Because the challenges are huge and the available resources are limited, observes the plan, successfully countering the adverse impacts of climate change will require the involvement of all national actors, from the government down to local communities. It will also require adequate assistance from the international community, to support the country’s own efforts.
Reservoirs, trees and seeds
Whether it is against the impact of climate change or environmental degradation more generally, the government has already initiated action on a variety of fronts. In his annual “state of the nation” address to parliament in late March, then Prime Minister Paramanga Ernest Yonli cited a number of actions over the past year alone:
- Developing small-scale irrigation projects on 26,000 hectares of land and training thousands of farmers in irrigation techniques and water management, as part of a decade-long plan to promote irrigated farming
- Starting or completing construction of more than two dozen medium-sized dams and water reservoirs
- “Adapting to climate change” by extending an experimental project, known as the Saaga programme, to seed clouds in the arid Sahelian zones
- Producing more than 8 mn tree seedlings to replant 13,000 hectares of land
- Building more than 1,660 kilometres of “living hedges” as wind breaks
- Rehabilitating nearly 4,000 hectares of degraded land
- Fixing sand dunes over nearly 350 hectares in the Sahel
- Encouraging farmers to adopt improved and hardy new seed varieties that require less water, such as high-yielding cassava and the New Rice for Africa (Nerica).

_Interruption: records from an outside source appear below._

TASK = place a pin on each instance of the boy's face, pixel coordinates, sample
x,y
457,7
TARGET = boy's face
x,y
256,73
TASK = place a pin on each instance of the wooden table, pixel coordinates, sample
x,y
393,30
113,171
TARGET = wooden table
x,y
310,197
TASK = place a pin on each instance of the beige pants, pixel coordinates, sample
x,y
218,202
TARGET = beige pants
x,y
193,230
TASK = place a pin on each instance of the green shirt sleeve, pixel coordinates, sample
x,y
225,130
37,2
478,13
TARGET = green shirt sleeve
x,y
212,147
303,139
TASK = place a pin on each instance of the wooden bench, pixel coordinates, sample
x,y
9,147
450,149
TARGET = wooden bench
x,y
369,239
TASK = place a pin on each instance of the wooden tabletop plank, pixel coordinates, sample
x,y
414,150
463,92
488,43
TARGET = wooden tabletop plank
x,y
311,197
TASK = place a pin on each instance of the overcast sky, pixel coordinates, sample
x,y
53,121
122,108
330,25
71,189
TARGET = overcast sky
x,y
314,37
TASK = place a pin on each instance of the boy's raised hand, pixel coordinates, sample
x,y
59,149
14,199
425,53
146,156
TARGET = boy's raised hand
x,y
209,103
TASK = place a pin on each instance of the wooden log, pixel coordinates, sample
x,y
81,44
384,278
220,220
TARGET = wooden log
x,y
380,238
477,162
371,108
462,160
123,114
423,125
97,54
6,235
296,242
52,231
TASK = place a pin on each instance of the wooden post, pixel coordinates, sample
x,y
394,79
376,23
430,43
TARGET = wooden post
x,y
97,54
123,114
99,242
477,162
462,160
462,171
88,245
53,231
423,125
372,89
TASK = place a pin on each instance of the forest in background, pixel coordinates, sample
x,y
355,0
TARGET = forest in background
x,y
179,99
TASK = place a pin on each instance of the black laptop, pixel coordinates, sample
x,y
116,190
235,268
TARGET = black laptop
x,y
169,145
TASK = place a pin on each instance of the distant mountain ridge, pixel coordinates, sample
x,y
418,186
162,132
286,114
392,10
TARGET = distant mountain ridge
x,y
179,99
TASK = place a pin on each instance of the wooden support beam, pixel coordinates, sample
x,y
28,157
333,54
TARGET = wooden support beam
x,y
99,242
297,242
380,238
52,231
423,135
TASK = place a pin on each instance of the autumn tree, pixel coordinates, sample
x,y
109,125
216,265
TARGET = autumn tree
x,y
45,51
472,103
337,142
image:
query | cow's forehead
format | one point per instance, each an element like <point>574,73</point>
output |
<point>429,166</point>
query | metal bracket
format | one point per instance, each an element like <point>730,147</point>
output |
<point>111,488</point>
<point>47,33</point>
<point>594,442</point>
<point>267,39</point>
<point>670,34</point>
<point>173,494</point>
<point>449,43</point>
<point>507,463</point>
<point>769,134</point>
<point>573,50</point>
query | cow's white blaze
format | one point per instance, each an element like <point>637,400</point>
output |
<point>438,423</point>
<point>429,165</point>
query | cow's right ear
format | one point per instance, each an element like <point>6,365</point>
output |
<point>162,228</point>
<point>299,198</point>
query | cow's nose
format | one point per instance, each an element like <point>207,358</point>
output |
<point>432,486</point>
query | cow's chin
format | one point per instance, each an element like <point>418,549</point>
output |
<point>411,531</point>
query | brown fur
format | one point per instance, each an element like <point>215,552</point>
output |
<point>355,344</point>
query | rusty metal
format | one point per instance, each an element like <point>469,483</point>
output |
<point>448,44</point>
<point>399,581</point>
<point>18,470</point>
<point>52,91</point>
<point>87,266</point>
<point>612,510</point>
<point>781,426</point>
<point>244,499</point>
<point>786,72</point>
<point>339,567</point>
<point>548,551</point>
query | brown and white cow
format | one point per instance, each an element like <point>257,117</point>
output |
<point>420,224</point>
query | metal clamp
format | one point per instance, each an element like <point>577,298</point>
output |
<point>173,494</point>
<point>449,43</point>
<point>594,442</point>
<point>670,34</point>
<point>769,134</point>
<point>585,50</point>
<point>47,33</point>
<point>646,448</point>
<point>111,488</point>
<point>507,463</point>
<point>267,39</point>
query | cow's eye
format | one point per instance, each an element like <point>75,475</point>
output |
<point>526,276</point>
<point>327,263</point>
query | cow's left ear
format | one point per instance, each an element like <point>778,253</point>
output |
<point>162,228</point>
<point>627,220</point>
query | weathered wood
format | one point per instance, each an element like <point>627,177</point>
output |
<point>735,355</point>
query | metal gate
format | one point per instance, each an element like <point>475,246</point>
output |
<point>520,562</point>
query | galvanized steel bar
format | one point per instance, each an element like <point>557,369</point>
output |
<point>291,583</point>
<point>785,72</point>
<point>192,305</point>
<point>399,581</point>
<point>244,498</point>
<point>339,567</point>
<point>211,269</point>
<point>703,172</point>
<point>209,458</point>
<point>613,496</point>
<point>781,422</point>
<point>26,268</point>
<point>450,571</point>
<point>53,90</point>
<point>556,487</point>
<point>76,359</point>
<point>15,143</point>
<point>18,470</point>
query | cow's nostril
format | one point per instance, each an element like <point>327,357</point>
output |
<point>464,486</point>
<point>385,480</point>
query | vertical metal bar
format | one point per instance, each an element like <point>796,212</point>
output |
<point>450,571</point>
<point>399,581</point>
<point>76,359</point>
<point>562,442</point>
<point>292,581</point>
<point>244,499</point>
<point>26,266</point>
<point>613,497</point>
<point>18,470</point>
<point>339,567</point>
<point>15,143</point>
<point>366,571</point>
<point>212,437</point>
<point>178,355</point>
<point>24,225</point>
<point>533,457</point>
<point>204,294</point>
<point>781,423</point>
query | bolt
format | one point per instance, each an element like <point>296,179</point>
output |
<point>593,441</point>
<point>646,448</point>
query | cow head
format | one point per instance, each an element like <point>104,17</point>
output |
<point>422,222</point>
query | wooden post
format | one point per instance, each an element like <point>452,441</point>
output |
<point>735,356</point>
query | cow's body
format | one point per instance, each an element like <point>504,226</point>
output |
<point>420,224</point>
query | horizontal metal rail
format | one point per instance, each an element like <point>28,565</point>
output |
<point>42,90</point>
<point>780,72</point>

Many civil society groups and non-governmental organizations (NGOs) are active around environmental issues in Burkina. They help train farmers to conserve water, topsoil and vegetation and introduce practices that both preserve the environment and increase yields.
According to Henriette Ouédraogo, president of the Ragussi Association, a group of 60 women shea butter producers active in the central region, her group seeks to raise women’s awareness of the risks of cutting trees and the hazards of using certain kinds of chemical pesticides and fertilizers. The association also promotes the conservation of shea trees and other plants that can provide farmers with additional sources of income.
Dialogue and partnerships
To share experiences and help coordinate their areas of work, many of these environmental groups have formed the Network of NGOs and Associations for the Protection of the Environment (ROAPE). Its coordinator, Paul Bayili, believes that civil society has a key role to play in raising public awareness of climate change and in developing responses. “ROAPE has set itself the goal of popularizing the concept, with government support,” Mr. Bayili told Africa Renewal.
In March, the ROAPE organized a regional workshop on climate change with the aim of defining a strategy to counter its negative effects. Participants recognized the importance of raising the awareness not only of the general public, but also of elected officials, decision-makers and managers of urban zones and forest preserves.
According to Mr. Honadia, of the NAPA coordinating committee, partnerships with the government and such NGOs, as well as with technical experts, rural producers and donor agencies, are essential for confronting Burkina’s environmental challenges.
“Dialogue is needed,” he told Africa Renewal. Through building partnerships, it will be possible to develop projects that benefit from on-the-ground experience and involve all actors. In that way, no one will be pushed to the margins, and “everyone can agree to move forward.”